Aldo Maldera fu tra i protagonisti dello scudetto del Milan. Il terzino si rivelò molto prolifico anche in attacco, siglando 9 reti nell'arco del torneo.

A sovvertire i pronostici circa lo scenario del campionato contribuirono i recenti Mondiali di Argentina, cui la compagine azzurra di Bearzot[2] aveva preso parte con una rosa imperniata in prevalenza su calciatori di Juventus e Torino,[8] circostanza che in ragione dei supplementari sforzi compiuti da questi ultimi incise significativamente sul rendimento delle due formazioni piemontesi.[9]

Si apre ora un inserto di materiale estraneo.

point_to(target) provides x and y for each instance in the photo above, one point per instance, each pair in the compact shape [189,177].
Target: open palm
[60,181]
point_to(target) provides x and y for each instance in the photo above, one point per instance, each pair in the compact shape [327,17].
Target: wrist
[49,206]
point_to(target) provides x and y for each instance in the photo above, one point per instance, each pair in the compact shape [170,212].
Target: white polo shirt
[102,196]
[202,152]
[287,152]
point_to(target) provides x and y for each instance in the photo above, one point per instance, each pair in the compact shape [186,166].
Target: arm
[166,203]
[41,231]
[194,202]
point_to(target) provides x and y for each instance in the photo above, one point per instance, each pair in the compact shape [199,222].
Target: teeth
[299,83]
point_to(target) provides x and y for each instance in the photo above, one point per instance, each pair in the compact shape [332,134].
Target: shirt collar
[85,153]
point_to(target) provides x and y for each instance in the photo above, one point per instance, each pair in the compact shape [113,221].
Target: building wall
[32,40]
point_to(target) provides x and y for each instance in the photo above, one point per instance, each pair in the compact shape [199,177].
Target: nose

Complici le partenze incostanti del gruppo delle favorite — in cui, oltre alle succitate torinesi, erano incluse l'Inter, un Lanerossi reduce dal secondo posto del torneo precedente, la Roma e un Napoli che rimpiazzò in breve Di Marzio con Vinício —,[2] fu il Milan a conquistare la vetta, ottenendo il primato già nel mese di ottobre.[10][11]

Il ruolo di principale concorrente dei rossoneri toccò a sorpresa a una provinciale, il Perugia di Castagner, i cui punti di forza risiedevano nell'ermetica retroguardia nonché nella prolificità delle ali Bagni e Speggiorin;[12] l'undici umbro fu tra l'altro capace di portarsi temporaneamente al comando, mantenendo la prima posizione in solitaria dal 5 al 19 novembre.[13] A seguito del pari nello scontro diretto, i meneghini operarono il sorpasso una giornata più tardi aggiudicandosi poi il simbolico titolo d'inverno con un margine di tre lunghezze sui Grifoni.[14]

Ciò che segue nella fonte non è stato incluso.